This S&P/ASX 200 Index (ASX: XJO) healthcare share could be a very effective choice for passive income. I'm talking about Sonic Healthcare Ltd (ASX: SHL) shares.
The laboratory services, pathology, and radiology provider has been very effective at growing its scale, earnings, and dividend over the last two decades.
At one time, it did not have the international reach that it does now. The ASX healthcare share is now a global business with a market capitalisation that's approaching $16 billion. It operates in a number of countries including Australia, New Zealand, Germany, the US, and the UK.
And its business could continue to grow for a very long time thanks to its exposure to tailwinds like ageing demographics and new technology for pathology.
Higher earnings have helped the Sonic Healthcare share price over the last five years — it's up by around 40%. Sonic Healthcare got a pandemic-era boost as it carried out millions of COVID tests. But now the focus is back on its core business.
How to make $200 of weekly income from Sonic Healthcare shares
There are no ASX 200 stocks that pay weekly. I think it's better to think of a company's dividend as an annual income that can be divided by 52.

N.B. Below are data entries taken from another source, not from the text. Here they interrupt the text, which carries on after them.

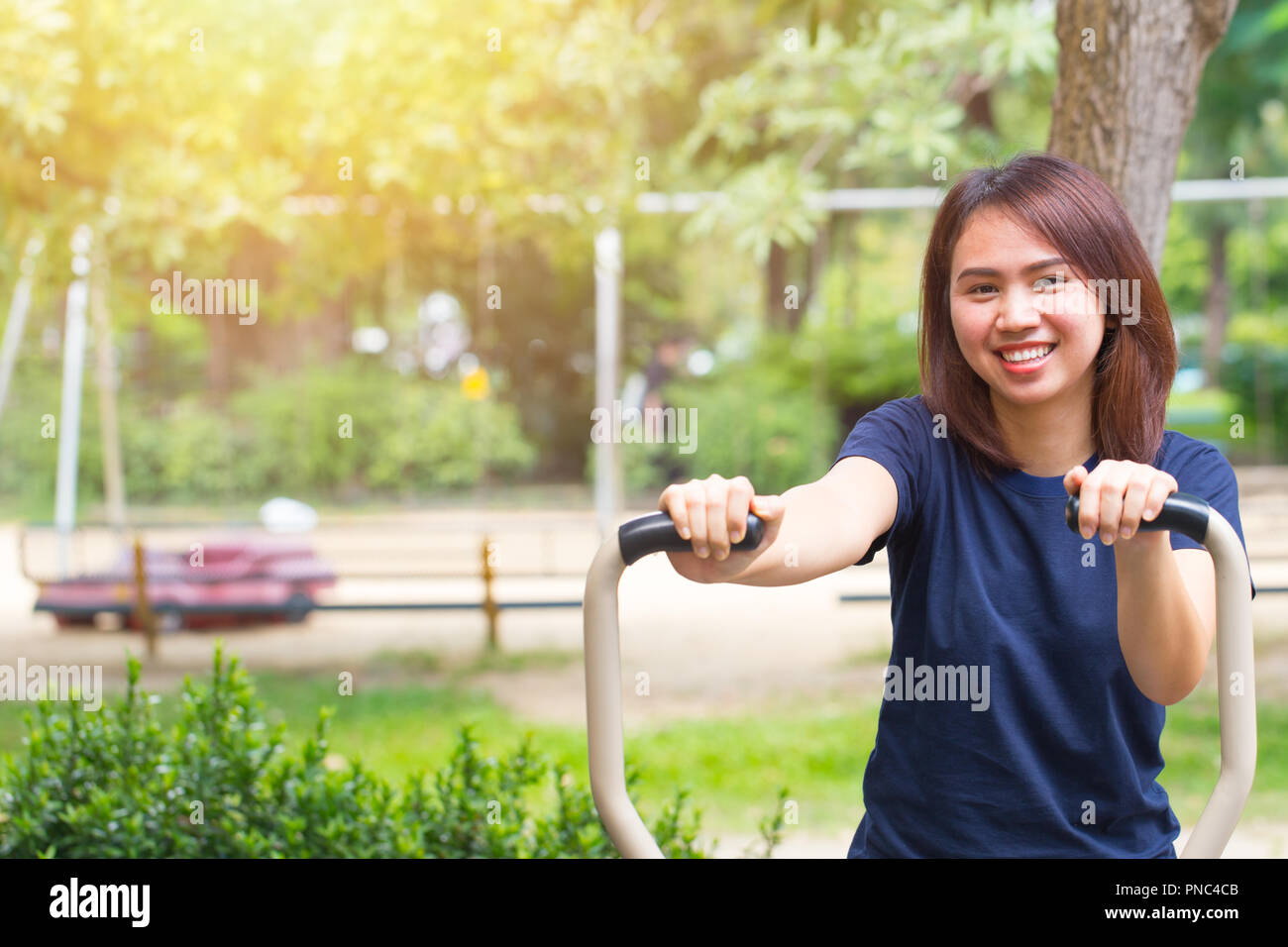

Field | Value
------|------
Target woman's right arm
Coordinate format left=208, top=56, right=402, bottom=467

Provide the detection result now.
left=658, top=458, right=899, bottom=585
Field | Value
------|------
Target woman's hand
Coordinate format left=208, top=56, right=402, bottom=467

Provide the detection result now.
left=658, top=474, right=785, bottom=582
left=1064, top=460, right=1179, bottom=546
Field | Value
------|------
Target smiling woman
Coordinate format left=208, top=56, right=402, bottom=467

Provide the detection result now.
left=649, top=148, right=1254, bottom=858
left=919, top=155, right=1177, bottom=476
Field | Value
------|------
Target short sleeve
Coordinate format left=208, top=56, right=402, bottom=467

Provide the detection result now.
left=832, top=398, right=930, bottom=566
left=1159, top=442, right=1257, bottom=598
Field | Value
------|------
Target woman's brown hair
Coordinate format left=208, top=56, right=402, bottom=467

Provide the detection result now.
left=917, top=154, right=1176, bottom=476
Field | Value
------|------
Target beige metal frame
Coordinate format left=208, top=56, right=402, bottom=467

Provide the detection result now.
left=584, top=509, right=1257, bottom=858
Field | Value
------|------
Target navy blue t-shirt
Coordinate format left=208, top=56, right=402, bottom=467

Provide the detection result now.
left=837, top=395, right=1256, bottom=858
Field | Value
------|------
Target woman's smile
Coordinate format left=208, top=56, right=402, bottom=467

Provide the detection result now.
left=996, top=342, right=1057, bottom=374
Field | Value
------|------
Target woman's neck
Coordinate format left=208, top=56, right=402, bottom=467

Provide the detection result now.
left=993, top=390, right=1096, bottom=476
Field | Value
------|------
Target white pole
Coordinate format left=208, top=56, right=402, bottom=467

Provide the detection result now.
left=595, top=227, right=622, bottom=540
left=54, top=224, right=91, bottom=579
left=0, top=233, right=46, bottom=425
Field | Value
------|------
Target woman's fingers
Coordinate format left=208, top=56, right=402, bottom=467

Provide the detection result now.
left=725, top=476, right=756, bottom=545
left=658, top=474, right=767, bottom=561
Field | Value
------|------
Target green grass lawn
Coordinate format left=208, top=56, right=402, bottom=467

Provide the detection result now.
left=0, top=653, right=1288, bottom=835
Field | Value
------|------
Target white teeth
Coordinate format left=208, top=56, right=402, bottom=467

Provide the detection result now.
left=1002, top=346, right=1055, bottom=362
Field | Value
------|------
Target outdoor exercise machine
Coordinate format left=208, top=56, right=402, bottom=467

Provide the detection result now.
left=583, top=493, right=1257, bottom=858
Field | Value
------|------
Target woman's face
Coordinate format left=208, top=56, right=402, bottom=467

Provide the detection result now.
left=949, top=209, right=1105, bottom=404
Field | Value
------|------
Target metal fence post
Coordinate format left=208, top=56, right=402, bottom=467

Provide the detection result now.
left=134, top=533, right=158, bottom=659
left=481, top=533, right=501, bottom=651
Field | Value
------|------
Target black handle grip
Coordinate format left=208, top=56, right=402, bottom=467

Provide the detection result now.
left=1064, top=493, right=1212, bottom=544
left=617, top=510, right=765, bottom=566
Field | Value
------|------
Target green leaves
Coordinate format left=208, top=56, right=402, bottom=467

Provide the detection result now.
left=0, top=646, right=726, bottom=858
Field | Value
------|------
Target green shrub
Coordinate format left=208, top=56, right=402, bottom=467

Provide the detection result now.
left=0, top=360, right=536, bottom=510
left=615, top=337, right=841, bottom=493
left=0, top=648, right=715, bottom=858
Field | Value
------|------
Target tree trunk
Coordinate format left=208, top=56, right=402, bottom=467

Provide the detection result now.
left=1047, top=0, right=1237, bottom=270
left=765, top=244, right=800, bottom=329
left=1203, top=223, right=1231, bottom=386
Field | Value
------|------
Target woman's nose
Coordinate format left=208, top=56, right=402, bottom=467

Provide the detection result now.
left=997, top=290, right=1042, bottom=331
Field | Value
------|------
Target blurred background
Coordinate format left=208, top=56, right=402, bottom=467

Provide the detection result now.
left=0, top=0, right=1288, bottom=856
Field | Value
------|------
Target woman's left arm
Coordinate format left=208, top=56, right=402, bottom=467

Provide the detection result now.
left=1064, top=460, right=1216, bottom=704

To make $200 of weekly income, we need to generate $10,400 of annual income.
In FY23, according to Commsec, Sonic Healthcare is forecast to pay an annual dividend per share of $1.01, not including the effect of franking credits. That's a cash dividend yield of 3%.

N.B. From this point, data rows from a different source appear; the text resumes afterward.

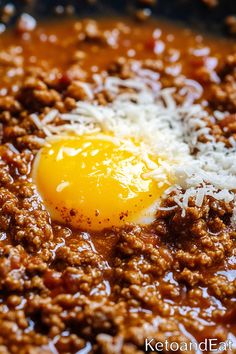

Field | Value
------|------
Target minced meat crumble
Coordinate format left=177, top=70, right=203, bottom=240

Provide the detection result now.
left=0, top=17, right=236, bottom=354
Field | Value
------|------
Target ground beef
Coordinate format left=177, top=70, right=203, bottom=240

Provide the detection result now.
left=0, top=16, right=236, bottom=354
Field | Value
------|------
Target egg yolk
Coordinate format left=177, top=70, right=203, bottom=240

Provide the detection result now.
left=33, top=134, right=166, bottom=231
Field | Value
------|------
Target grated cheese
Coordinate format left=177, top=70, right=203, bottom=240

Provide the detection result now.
left=31, top=75, right=236, bottom=221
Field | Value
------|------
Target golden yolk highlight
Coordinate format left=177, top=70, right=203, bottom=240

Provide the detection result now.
left=33, top=134, right=166, bottom=230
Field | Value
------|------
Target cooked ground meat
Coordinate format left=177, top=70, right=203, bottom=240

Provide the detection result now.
left=0, top=18, right=236, bottom=354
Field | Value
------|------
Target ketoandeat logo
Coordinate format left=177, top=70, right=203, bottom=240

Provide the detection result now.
left=145, top=338, right=233, bottom=353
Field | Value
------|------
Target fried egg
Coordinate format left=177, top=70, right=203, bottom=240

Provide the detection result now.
left=33, top=133, right=169, bottom=231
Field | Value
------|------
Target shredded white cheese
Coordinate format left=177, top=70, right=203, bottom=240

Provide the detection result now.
left=31, top=76, right=236, bottom=220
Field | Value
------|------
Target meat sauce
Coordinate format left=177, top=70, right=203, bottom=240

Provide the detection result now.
left=0, top=15, right=236, bottom=354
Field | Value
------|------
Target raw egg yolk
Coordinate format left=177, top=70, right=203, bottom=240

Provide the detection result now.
left=32, top=134, right=167, bottom=231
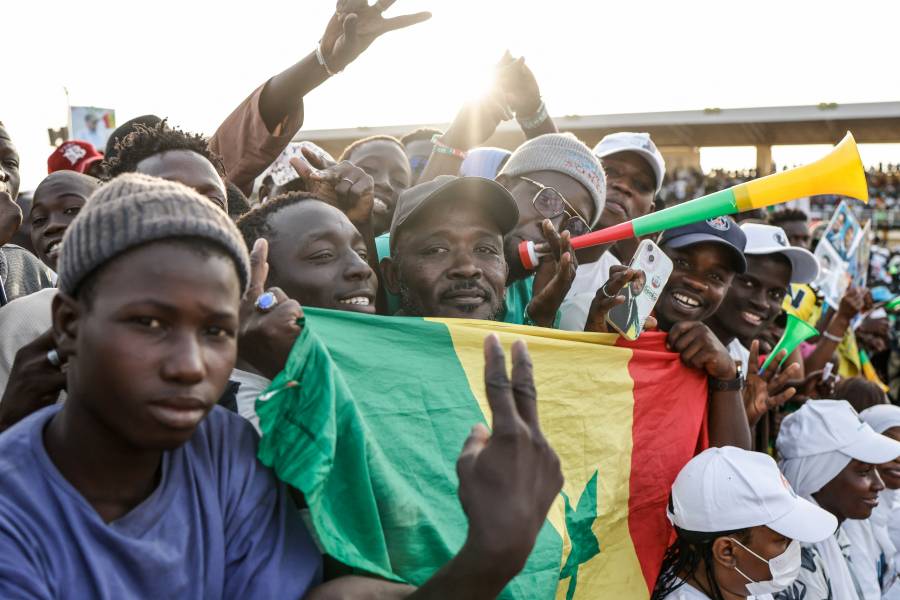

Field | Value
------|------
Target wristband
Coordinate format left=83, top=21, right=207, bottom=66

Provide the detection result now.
left=516, top=100, right=550, bottom=129
left=316, top=40, right=341, bottom=77
left=431, top=133, right=469, bottom=160
left=709, top=375, right=744, bottom=392
left=822, top=331, right=844, bottom=344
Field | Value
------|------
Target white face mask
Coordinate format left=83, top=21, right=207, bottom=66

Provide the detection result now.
left=728, top=538, right=800, bottom=596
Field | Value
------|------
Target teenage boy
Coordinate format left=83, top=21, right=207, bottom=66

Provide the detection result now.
left=0, top=175, right=562, bottom=599
left=0, top=123, right=53, bottom=306
left=706, top=223, right=819, bottom=373
left=775, top=400, right=900, bottom=600
left=560, top=131, right=666, bottom=331
left=231, top=192, right=378, bottom=430
left=0, top=171, right=100, bottom=418
left=585, top=217, right=750, bottom=449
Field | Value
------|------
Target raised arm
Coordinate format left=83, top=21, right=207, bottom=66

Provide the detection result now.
left=419, top=51, right=557, bottom=183
left=668, top=321, right=751, bottom=450
left=209, top=0, right=431, bottom=195
left=804, top=288, right=865, bottom=373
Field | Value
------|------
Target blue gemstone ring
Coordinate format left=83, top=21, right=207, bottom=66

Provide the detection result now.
left=256, top=292, right=278, bottom=312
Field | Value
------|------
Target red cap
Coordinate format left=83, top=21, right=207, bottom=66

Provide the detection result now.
left=47, top=140, right=103, bottom=173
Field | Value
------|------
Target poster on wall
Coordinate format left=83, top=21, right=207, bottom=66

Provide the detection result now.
left=69, top=106, right=116, bottom=152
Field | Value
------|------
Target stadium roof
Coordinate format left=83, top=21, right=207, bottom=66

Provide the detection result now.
left=297, top=102, right=900, bottom=153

If we owned 10,298 Sonic Healthcare shares, then we'd receive $10,400 of annual passive income in cash dividends. The franking credits would be a bonus on top of that.

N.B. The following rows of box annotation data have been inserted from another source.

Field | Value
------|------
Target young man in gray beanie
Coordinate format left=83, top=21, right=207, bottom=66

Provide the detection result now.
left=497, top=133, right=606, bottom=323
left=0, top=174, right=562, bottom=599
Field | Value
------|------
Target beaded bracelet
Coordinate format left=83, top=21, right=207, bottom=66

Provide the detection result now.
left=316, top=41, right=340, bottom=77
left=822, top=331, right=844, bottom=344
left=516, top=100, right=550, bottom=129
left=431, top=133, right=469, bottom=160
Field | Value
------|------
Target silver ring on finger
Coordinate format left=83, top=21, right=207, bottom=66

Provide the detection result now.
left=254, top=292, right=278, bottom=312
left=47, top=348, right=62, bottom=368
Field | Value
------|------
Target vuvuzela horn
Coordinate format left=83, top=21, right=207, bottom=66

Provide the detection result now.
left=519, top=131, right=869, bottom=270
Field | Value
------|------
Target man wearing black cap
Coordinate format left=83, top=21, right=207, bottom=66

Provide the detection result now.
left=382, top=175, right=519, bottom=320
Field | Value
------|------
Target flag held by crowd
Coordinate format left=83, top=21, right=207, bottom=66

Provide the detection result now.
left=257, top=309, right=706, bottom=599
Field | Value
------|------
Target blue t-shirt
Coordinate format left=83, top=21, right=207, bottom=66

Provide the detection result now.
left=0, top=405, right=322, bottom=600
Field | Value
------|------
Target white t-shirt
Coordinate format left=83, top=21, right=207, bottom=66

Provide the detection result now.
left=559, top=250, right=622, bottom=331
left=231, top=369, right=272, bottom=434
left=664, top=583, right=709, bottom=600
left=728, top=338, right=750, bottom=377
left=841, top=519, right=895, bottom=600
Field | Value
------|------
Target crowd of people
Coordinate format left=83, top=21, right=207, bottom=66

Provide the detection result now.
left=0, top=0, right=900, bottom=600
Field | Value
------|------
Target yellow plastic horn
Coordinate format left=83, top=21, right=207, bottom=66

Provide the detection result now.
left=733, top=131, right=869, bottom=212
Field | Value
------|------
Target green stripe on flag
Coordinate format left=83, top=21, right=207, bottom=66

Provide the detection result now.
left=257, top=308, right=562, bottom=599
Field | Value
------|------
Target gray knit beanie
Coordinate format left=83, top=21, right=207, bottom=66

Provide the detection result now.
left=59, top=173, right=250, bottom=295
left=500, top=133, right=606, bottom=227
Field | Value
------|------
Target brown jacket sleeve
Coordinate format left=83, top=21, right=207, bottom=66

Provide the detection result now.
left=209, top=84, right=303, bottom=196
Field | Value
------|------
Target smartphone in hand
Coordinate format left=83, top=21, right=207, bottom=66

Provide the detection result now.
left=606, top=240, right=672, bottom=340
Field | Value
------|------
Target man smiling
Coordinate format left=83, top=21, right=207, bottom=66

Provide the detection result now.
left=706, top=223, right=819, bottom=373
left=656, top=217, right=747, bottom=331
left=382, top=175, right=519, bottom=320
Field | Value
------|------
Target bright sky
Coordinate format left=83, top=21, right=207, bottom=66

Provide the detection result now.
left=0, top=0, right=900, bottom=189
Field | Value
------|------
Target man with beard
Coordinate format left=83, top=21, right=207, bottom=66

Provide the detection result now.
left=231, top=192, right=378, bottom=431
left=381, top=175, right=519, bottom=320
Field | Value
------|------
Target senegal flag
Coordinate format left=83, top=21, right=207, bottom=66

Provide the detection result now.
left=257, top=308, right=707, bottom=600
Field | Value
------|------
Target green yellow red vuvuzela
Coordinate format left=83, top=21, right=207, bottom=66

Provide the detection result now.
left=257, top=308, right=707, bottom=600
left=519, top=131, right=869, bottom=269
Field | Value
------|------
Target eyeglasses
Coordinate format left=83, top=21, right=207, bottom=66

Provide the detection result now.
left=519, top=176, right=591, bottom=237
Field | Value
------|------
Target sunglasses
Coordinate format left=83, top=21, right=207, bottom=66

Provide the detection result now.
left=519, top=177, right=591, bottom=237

The current Commsec forecasts for Sonic Healthcare suggest that the dividend could be increased to $1.06 per share in FY24. At the current Sonic Healthcare share price, that suggests the ASX stock could pay an FY24 cash dividend yield of 3.2%.
There could be another dividend increase in FY25. Commsec numbers currently predict a dividend per share of $1.115. That's a possible forward cash dividend yield of 3.35%.
If we think about FY25's payout, investors would only need to own 9,327 Sonic Healthcare shares to get $10,400 of annual dividends.
How is the ASX 200 stock performing?
The latest update that investors have seen was the company's FY23 first-half update.
While the drop-off in COVID testing was the cause of total revenue falling 14% and net profit after tax (NPAT) sinking 54%, the company has made a lot of progress since the first half of FY20 – a time when COVID-19 was not impacting Sonic's key markets.
Compared to HY20, base business revenue was up 11% (with organic revenue growth of 8%) and total revenue was up 22% thanks to residual COVID testing in FY23. Earnings before interest, tax, depreciation and amortisation (EBITDA) was up 33% and net profit was up 50%.
The HY23 result saw Sonic Healthcare increase its interim dividend by 5% as it continued its progressive dividend policy for shareholders.
Sonic Healthcare continues to win contracts. It's also considering "several acquisition opportunities, with a rich pipeline" and it is benefiting from post-pandemic catch-up testing.